Analytical Chemistry | 2011
Mikhail E. Belov; Satendra Prasad; David C. Prior; William F. Danielson; Karl K. Weitz; Yehia M. Ibrahim; Richard D. Smith
Liquid chromatography (LC)-triple quadrupole mass spectrometers operating in a multiple reaction monitoring (MRM) mode are increasingly used for quantitative analysis of low-abundance analytes in highly complex biochemical matrixes.

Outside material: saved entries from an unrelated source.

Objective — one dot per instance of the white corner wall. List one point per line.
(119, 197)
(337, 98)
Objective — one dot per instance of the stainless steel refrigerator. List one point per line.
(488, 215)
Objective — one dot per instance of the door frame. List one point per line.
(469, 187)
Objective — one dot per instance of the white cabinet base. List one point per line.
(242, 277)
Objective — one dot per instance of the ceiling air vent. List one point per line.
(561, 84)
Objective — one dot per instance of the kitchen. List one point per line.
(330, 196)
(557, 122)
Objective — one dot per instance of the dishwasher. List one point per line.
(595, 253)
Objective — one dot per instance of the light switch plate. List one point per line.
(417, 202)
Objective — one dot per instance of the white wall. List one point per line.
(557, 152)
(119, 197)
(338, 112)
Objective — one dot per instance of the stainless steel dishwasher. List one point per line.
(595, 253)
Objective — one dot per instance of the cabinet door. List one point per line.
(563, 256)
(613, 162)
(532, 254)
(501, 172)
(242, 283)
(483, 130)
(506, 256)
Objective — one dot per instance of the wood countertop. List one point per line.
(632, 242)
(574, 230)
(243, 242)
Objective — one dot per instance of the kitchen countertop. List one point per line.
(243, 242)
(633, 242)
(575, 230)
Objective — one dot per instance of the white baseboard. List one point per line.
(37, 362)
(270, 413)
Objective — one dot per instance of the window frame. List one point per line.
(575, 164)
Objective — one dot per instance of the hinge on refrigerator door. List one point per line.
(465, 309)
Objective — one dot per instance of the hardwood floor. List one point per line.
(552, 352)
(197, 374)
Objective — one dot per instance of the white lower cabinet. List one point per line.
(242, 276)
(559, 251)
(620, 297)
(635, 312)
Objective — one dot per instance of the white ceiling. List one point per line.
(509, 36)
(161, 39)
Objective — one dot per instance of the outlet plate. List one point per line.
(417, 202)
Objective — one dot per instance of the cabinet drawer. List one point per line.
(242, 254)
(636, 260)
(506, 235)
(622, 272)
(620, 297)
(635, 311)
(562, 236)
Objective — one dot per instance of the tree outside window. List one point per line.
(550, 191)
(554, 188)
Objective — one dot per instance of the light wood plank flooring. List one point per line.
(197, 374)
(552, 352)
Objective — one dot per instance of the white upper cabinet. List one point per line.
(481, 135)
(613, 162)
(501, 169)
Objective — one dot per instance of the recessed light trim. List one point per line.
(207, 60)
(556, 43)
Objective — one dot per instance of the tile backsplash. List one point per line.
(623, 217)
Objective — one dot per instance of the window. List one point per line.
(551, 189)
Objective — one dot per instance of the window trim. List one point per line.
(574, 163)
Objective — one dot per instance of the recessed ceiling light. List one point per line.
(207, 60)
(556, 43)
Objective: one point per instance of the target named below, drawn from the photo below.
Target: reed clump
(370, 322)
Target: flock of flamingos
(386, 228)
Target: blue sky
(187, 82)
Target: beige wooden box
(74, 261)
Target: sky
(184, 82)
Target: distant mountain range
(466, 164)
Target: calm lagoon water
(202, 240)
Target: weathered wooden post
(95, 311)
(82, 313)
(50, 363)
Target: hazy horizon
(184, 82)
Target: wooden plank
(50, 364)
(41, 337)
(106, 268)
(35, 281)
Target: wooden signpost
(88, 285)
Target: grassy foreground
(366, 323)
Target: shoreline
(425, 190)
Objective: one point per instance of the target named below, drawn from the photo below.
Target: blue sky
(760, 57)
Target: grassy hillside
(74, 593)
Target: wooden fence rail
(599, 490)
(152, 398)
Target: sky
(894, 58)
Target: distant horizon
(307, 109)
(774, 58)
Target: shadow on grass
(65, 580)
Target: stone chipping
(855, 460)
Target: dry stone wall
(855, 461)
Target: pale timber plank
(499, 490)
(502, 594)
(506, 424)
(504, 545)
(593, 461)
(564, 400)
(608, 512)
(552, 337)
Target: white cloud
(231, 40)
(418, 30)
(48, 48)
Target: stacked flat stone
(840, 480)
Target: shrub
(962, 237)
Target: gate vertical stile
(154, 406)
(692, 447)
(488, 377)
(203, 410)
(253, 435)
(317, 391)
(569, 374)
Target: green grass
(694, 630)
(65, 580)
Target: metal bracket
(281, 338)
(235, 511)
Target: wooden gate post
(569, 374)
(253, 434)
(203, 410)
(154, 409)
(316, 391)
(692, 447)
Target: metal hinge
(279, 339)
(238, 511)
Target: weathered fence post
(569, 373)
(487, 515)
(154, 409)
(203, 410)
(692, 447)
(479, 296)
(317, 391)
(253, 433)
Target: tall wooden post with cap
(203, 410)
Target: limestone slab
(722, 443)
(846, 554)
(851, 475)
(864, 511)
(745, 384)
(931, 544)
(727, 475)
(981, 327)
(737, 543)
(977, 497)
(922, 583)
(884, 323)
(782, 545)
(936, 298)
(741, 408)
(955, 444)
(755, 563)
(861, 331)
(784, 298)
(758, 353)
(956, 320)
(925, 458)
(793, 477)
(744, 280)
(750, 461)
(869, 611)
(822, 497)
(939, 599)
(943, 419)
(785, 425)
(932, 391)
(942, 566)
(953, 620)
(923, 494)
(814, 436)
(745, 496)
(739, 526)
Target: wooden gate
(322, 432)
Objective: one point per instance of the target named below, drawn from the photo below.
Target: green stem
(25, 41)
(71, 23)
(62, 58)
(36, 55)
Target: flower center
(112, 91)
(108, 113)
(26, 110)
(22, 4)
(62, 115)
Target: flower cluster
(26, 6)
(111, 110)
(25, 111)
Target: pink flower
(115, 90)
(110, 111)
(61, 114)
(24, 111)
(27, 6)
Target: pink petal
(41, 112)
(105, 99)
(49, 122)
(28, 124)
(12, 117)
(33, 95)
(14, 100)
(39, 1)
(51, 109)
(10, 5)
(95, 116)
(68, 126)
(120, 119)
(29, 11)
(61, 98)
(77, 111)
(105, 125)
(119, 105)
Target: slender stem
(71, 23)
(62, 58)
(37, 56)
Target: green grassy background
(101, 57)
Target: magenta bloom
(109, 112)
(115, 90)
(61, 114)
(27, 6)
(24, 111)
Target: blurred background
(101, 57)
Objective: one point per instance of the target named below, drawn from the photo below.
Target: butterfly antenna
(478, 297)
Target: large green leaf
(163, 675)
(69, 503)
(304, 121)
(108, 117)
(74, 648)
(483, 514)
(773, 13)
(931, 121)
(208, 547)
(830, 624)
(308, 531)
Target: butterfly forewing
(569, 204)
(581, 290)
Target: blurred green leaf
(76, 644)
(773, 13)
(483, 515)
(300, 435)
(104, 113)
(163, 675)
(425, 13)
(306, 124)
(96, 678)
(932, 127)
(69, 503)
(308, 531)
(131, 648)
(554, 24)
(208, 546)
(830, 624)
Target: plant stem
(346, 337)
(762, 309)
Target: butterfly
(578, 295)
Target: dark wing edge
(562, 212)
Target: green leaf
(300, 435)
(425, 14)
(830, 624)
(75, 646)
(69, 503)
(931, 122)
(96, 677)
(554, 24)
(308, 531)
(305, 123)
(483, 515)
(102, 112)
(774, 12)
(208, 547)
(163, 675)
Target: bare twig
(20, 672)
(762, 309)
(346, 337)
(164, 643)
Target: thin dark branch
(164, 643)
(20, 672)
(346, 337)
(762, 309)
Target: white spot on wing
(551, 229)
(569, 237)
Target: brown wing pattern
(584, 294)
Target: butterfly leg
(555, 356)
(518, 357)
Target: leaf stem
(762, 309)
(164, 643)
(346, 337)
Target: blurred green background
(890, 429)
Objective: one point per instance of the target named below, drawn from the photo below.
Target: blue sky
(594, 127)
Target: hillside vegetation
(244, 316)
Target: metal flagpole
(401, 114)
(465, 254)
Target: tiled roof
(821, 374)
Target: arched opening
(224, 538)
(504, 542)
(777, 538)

After development and selection of optimum MRM transitions, sensitivity and data quality limitations are largely related to mass spectral peak interferences from sample or matrix constituents and statistical limitations at low number of ions reaching the detector. Herein, we report on a new approach to enhancing MRM sensitivity by converting the continuous stream of ions from the ion source into a pulsed ion beam through the use of an ion funnel trap (IFT). Evaluation of the pulsed MRM approach was performed with a tryptic digest of Shewanella oneidensis strain MR-1 spiked with several model peptides. The sensitivity improvement observed with the IFT coupled in to the triple quadrupole instrument is based on several unique features. First, ion accumulation radio frequency (rf) ion trap facilitates improved droplet desolvation, which is manifested in the reduced background ion noise at the detector. Second, signal amplitude for a given transition is enhanced because of an order-of-magnitude increase in the ion charge density compared to a continuous mode of operation. Third, signal detection at the full duty cycle is obtained, as the trap use eliminates dead times between transitions, which are inevitable with continuous ion streams. In comparison with the conventional approach, the pulsed MRM signals showed 5-fold enhanced peak amplitude and 2-3-fold reduced chemical background, resulting in an improvement in the limit of detection (LOD) by a factor of ∼4-8.